The invention is an imaging method that requires very simple optics on an airborne vehicle, a camera with an appropriate lens, and an area on the ground that provides visual texture. The complexity with this method is in the image processing and not as much with the hardware or positioning, making Background Oriented Schlieren (BOS) an attractive candidate for obtaining high-spatial-resolution imaging of shock waves and vortices in flight. First, images are obtained of a visually textured background pattern from an appropriate altitude. Next, a series of images is collected of a vehicle in flight below the observer vehicle and over the same spot on the ground that serves as a background pattern. Shock waves are deduced from distortions of the background pattern resulting from the change in refractive index due to density gradients.

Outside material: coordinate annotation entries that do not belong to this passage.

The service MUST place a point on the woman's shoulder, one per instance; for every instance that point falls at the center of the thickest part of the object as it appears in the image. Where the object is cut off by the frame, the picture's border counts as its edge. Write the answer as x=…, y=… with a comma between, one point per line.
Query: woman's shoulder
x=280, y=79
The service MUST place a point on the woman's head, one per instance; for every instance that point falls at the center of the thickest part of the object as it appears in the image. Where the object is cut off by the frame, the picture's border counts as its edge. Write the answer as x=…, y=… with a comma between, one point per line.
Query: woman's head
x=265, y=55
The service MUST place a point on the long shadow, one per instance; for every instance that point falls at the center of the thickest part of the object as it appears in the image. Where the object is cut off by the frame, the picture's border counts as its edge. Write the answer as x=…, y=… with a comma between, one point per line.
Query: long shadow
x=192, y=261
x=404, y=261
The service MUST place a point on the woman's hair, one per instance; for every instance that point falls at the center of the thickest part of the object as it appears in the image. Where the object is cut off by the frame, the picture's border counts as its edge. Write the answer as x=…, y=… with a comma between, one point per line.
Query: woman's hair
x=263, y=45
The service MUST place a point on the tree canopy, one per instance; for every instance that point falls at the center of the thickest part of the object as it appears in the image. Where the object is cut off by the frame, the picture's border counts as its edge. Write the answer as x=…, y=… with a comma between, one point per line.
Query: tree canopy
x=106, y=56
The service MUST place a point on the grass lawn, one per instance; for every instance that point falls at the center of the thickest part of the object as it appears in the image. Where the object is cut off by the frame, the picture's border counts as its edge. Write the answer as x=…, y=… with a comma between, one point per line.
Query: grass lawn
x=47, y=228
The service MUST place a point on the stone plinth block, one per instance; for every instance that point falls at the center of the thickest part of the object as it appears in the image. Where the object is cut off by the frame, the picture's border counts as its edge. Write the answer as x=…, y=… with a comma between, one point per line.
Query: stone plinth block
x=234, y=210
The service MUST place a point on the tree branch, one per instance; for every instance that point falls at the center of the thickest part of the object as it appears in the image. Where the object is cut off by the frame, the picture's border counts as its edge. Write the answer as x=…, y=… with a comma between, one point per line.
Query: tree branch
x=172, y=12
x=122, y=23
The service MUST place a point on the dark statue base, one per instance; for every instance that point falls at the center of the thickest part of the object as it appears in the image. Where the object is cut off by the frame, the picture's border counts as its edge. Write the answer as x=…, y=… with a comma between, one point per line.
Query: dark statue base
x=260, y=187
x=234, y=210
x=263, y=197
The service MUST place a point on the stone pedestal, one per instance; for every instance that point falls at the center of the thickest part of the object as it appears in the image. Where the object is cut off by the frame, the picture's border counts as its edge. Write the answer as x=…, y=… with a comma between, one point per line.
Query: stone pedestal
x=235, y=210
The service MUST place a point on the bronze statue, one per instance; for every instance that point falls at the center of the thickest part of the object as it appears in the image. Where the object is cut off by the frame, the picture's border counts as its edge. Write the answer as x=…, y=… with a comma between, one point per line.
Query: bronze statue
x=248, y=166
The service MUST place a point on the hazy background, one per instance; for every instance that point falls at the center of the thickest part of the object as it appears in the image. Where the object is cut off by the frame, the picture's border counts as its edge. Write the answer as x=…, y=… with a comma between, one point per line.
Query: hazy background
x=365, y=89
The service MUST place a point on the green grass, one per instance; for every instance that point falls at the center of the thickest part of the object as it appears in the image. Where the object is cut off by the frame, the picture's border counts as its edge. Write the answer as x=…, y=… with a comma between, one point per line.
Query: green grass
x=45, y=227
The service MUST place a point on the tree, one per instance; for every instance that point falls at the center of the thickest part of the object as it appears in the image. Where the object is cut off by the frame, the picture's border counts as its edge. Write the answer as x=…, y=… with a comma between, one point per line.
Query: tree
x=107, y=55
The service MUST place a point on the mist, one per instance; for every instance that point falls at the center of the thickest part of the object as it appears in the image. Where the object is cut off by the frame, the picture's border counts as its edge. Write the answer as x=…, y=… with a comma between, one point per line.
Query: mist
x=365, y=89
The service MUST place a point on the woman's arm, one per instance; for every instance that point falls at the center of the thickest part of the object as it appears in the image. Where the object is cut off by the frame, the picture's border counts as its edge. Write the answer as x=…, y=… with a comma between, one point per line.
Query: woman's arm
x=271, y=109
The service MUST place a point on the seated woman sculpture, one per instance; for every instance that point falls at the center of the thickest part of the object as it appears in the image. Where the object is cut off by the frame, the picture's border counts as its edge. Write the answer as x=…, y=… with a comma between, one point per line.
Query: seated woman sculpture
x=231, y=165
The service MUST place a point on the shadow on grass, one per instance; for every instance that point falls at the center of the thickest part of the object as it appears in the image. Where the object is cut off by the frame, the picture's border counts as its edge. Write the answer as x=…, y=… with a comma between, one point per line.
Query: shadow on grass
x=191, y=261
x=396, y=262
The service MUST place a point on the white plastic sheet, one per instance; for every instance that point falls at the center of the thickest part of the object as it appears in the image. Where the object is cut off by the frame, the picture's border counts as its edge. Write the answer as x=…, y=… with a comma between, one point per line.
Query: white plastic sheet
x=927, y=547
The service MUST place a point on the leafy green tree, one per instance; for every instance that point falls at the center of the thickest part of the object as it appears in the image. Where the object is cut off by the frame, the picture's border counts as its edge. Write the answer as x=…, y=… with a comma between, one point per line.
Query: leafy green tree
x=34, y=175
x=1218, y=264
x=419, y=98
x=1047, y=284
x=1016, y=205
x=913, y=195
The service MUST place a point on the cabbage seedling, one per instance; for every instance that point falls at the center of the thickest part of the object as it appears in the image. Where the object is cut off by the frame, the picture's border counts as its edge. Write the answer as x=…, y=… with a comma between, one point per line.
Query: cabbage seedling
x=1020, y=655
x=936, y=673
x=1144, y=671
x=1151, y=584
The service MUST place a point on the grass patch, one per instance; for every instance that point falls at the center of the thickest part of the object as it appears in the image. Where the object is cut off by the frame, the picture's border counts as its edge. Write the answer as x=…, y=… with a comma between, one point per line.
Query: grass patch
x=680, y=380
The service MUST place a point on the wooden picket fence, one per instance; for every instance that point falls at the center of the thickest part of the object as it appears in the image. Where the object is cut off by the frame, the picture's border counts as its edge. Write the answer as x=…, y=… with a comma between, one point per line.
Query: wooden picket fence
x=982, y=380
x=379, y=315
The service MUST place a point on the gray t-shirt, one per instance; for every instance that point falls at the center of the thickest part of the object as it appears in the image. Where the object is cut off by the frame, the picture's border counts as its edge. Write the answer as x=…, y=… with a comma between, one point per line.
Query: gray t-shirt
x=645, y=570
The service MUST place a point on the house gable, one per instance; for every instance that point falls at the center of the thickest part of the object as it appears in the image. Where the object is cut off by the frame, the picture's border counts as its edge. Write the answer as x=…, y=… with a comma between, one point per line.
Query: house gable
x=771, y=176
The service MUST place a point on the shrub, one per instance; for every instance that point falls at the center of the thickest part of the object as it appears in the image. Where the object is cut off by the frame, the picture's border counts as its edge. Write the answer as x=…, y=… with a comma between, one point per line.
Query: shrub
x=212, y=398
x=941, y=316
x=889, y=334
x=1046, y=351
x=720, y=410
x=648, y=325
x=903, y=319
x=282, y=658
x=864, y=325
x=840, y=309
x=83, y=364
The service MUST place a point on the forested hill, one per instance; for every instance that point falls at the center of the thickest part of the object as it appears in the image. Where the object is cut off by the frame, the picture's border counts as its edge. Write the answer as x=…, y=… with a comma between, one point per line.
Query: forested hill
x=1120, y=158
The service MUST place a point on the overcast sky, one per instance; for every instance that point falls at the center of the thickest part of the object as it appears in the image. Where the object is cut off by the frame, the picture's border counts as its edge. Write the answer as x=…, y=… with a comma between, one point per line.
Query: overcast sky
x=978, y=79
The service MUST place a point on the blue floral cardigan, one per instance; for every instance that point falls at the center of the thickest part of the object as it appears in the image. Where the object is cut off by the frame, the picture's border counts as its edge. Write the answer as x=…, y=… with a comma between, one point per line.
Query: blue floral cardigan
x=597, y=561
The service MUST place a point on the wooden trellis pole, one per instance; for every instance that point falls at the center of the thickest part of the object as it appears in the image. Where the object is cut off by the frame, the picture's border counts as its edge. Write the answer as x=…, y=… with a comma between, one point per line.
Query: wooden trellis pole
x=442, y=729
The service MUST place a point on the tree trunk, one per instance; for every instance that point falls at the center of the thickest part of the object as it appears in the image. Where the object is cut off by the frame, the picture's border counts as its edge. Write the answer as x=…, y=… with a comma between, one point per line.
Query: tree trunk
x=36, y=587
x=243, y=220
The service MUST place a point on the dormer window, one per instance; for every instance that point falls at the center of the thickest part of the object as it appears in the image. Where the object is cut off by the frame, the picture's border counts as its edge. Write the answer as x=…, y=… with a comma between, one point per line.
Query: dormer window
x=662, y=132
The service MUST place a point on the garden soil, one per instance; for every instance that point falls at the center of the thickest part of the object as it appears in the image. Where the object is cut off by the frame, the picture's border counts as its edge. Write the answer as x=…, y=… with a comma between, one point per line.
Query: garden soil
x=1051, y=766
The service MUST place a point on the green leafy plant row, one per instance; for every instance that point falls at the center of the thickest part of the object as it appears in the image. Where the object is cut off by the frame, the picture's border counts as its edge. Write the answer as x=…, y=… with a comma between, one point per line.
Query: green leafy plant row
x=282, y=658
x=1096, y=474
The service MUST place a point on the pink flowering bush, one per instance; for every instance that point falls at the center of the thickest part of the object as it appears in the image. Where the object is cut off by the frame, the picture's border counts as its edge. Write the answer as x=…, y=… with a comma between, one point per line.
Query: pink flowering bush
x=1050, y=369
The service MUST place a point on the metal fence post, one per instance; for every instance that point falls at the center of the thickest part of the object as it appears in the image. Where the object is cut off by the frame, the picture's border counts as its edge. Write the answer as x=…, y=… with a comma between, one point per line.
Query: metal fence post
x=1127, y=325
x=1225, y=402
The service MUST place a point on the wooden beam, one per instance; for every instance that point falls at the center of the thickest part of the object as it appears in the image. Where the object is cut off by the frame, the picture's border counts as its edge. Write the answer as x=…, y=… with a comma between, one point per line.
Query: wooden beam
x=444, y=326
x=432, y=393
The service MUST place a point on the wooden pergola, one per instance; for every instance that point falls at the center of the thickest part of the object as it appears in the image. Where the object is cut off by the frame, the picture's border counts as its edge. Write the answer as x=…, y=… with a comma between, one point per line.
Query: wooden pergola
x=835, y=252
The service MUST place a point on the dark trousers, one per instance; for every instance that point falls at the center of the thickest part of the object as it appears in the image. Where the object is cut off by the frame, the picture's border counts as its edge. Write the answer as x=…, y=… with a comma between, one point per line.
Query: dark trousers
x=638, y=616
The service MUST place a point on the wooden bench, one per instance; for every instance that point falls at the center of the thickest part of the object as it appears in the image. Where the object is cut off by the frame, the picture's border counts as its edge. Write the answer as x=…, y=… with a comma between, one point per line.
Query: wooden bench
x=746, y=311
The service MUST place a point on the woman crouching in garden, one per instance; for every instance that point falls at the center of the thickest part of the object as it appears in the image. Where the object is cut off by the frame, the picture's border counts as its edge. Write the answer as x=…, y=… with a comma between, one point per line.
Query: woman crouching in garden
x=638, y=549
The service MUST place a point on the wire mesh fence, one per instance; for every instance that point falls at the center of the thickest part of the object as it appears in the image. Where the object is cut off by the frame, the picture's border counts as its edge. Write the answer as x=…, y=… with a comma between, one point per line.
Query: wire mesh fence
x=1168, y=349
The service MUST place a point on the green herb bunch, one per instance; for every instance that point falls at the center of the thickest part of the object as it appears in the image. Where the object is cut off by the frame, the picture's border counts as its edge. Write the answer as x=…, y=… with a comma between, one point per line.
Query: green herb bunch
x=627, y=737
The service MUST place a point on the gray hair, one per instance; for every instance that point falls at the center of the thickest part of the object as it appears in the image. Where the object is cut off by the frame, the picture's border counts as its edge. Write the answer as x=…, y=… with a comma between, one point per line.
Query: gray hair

The invention requires special software to create the Schlieren images. The Schlieren image is a contour plot of a two-dimensional data array of measured distortions, in pixel units. The results are used by researchers to help understand the flow phenomenon and compare to computational models. The BOS method also yields measured deflection distances that can be used to determine the strength of a given density gradient. The system design and flight planning were based on the camera characteristics, airplane coordination, and airspace limitations.